Saman Tehrani
Saman Tehrani is a New York based engineer and artist. He holds a degree in Computer Engineering from his homeland Iran, and is currently studying his MFA at Parsons. He often uses robotics, sensory environments and physical computing in his works, in an attempt to technologically reincarnate concepts rooting from everyday life and its occurrence.
This is Not My Leg
Like many other artists, I also have the inclination of preserving my actuality. Preservation of my nature is a fundamental way for me to reflect back upon my life.
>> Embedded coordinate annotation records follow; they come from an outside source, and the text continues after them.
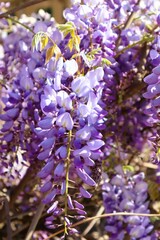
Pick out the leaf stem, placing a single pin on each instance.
(67, 178)
(104, 216)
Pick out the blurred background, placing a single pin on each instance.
(54, 7)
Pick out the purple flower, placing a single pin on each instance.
(65, 120)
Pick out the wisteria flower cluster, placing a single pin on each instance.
(80, 120)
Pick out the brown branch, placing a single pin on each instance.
(35, 221)
(104, 216)
(22, 6)
(127, 24)
(8, 220)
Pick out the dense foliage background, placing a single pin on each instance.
(80, 122)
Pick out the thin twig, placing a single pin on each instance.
(8, 220)
(104, 216)
(22, 6)
(127, 24)
(35, 221)
(92, 223)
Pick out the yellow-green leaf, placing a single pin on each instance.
(128, 168)
(49, 54)
(54, 50)
(106, 61)
(67, 28)
(77, 41)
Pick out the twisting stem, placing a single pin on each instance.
(127, 24)
(67, 178)
(104, 216)
(35, 221)
(8, 220)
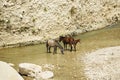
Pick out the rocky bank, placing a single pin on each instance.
(26, 22)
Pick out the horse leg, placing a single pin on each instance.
(55, 50)
(64, 46)
(71, 47)
(49, 49)
(74, 47)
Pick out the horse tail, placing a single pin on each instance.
(46, 43)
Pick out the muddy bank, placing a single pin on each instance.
(103, 64)
(26, 22)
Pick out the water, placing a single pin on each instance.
(70, 65)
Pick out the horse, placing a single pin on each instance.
(74, 43)
(66, 40)
(54, 44)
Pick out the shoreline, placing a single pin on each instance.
(103, 64)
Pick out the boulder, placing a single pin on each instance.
(46, 75)
(8, 73)
(29, 69)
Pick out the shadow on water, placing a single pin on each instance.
(69, 66)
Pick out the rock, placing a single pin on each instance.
(29, 69)
(46, 75)
(8, 73)
(11, 64)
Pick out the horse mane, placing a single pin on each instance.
(59, 45)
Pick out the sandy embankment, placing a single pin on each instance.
(103, 64)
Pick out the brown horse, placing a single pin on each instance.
(75, 43)
(66, 40)
(54, 44)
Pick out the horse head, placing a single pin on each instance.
(61, 38)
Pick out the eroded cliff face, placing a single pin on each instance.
(24, 22)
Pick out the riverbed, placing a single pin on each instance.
(69, 66)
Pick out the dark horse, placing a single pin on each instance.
(54, 44)
(74, 43)
(66, 40)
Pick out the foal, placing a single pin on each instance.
(54, 44)
(75, 43)
(66, 40)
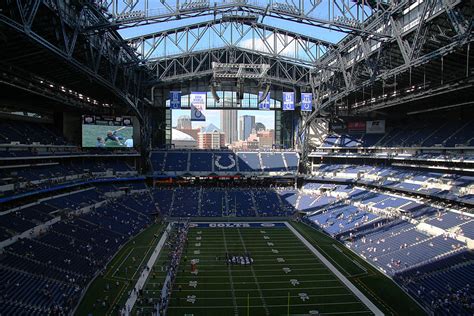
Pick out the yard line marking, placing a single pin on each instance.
(144, 275)
(278, 305)
(336, 272)
(229, 271)
(255, 276)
I find it so radically troubling to digest the idea of living a life, regardless of either the utopian or dystopian direction which our destiny would lean towards, in which we lose much of our biological physical aspects while attaining unbounded technological physicality. A life in which we are capable of cloning every single aspect of ourselves on the cloud. Not only will I be able to leave my dismembered leg’s abstract sculpture in some other place on earth to seamlessly mock my movements in realtime, but also I will be able to have independent omnipresent conscious duplicates of my physical self around the world.
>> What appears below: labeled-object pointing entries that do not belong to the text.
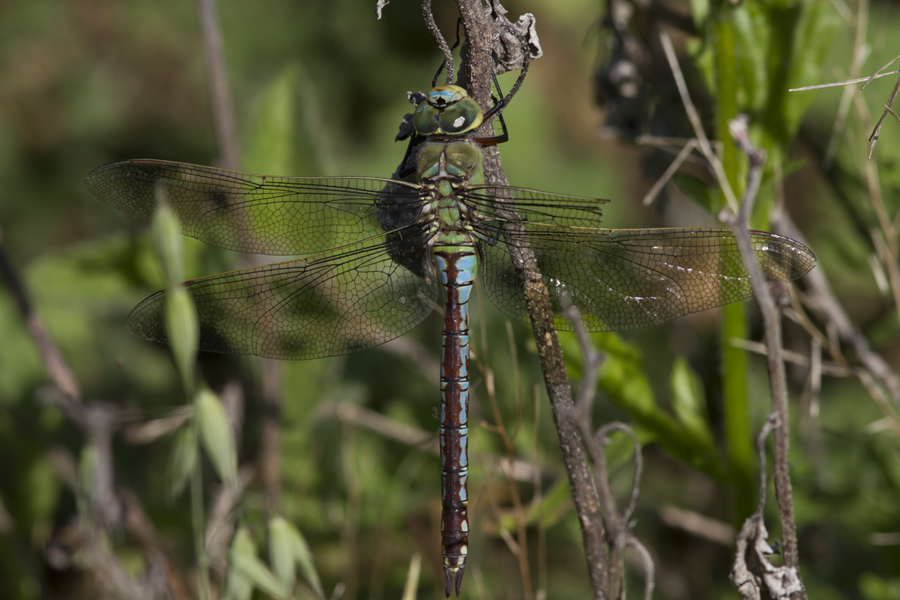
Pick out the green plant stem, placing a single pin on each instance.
(734, 321)
(198, 522)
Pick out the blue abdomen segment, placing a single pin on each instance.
(457, 266)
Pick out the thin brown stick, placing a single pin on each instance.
(752, 573)
(475, 76)
(220, 99)
(57, 368)
(439, 38)
(775, 363)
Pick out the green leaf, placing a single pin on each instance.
(168, 241)
(238, 586)
(182, 460)
(304, 559)
(183, 330)
(688, 400)
(255, 571)
(215, 433)
(270, 147)
(281, 552)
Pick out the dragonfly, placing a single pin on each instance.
(372, 255)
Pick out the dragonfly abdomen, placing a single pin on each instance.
(457, 266)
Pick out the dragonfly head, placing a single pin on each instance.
(447, 110)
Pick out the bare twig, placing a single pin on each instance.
(619, 534)
(57, 368)
(475, 76)
(223, 113)
(752, 573)
(698, 525)
(772, 324)
(439, 38)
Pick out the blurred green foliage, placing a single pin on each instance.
(319, 89)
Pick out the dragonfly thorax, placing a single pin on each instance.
(447, 110)
(456, 161)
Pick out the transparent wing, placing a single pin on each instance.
(329, 304)
(619, 278)
(255, 213)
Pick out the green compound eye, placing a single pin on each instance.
(461, 117)
(447, 110)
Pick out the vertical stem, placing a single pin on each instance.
(738, 433)
(223, 114)
(475, 77)
(198, 521)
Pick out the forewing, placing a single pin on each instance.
(327, 305)
(628, 279)
(254, 213)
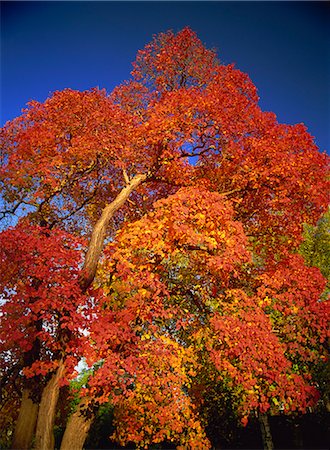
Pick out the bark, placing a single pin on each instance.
(98, 234)
(77, 428)
(266, 432)
(26, 422)
(297, 434)
(47, 410)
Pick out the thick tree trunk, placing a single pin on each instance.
(266, 432)
(297, 434)
(77, 429)
(99, 231)
(26, 422)
(47, 410)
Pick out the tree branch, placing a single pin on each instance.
(98, 234)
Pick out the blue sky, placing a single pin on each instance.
(283, 46)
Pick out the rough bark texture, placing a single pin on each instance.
(46, 417)
(266, 432)
(77, 429)
(26, 423)
(97, 239)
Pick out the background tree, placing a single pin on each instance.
(90, 164)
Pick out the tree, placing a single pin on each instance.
(90, 164)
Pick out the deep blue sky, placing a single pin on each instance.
(283, 46)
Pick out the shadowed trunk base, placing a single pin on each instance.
(26, 422)
(77, 429)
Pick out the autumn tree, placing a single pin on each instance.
(91, 164)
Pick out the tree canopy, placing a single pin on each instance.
(154, 233)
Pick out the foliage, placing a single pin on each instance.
(198, 280)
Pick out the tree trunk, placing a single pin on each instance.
(99, 231)
(47, 410)
(77, 428)
(266, 432)
(26, 422)
(297, 434)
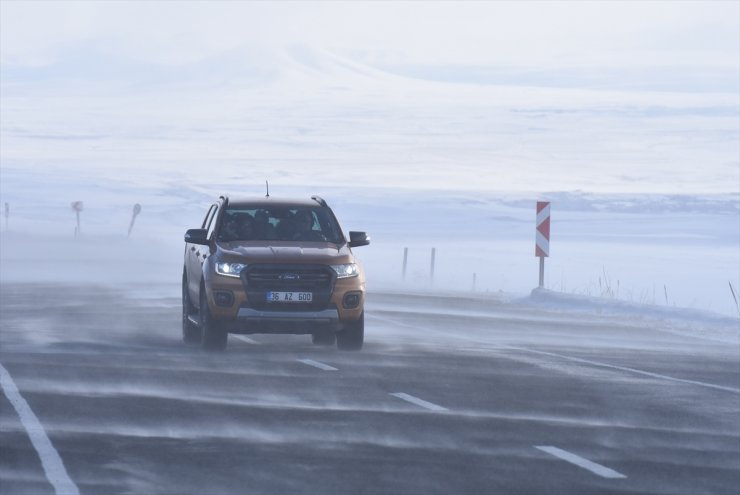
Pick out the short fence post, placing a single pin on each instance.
(405, 262)
(431, 266)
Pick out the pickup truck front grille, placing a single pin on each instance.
(259, 279)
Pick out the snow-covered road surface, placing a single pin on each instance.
(131, 409)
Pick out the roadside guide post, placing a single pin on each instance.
(137, 210)
(542, 236)
(405, 262)
(77, 208)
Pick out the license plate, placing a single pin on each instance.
(289, 297)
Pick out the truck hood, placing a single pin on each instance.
(277, 252)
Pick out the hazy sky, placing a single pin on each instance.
(527, 33)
I have designed and verbalized a fully personalized framework for acquiring my body’s physical states via arbitrary set of technologies, electrical or mechanical sensors, and streaming them live on network. This physical continuous record of my physical aspects will enliven the robotic sculpture duplicates of me. In the same time, all these data are being stored and preserved on the cloud that will in turn empower the sculpture to reenact these movements any time in future.
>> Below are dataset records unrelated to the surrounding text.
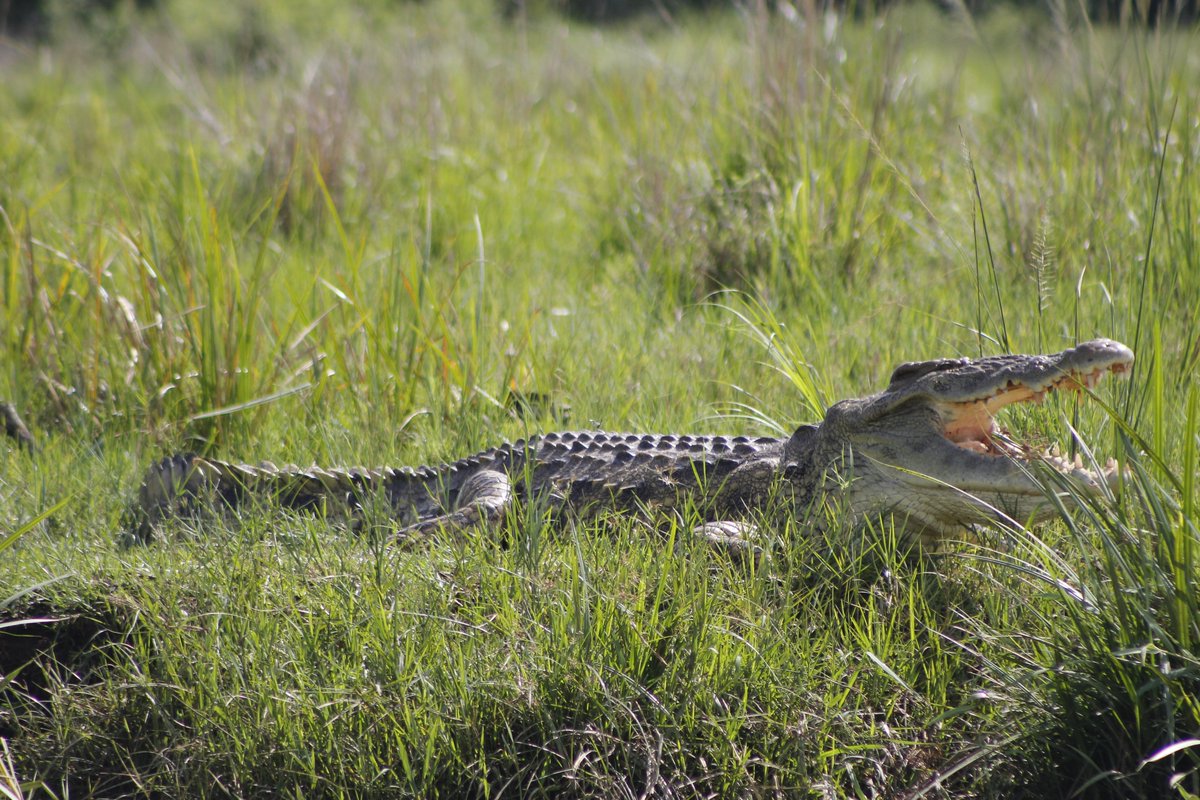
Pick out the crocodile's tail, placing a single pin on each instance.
(186, 485)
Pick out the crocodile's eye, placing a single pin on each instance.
(911, 371)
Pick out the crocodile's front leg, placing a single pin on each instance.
(483, 500)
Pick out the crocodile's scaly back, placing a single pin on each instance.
(589, 468)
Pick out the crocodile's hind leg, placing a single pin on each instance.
(732, 539)
(481, 500)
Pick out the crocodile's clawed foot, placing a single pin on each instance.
(483, 501)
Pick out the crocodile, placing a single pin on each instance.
(925, 450)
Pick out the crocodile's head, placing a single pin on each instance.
(928, 449)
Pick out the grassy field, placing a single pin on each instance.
(353, 233)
The work of art is called “This is Not My Leg”. It explicitly references the renowned painting “This is Not a Pipe” by the Belgian artist Rene Magritte’s in its title’s. “This is Not a Pipe”, also known as “The Treachery of Images”, is an illustration of a pipe which carries the statement “Ceci n’est pas une pipe.” at its bottom. The interesting confusion happens for me when I replace the “Pipe” with “Me” or “My Leg” in the idea that Magritte is expressing. Going past all the futuristic possibly ahead of us with the fast paced technology, where will be the fine line between the very “Me” and my clones. Is the virtual exact clone of “Me” who I happen to live in, the actual “Me” or is it just a representation?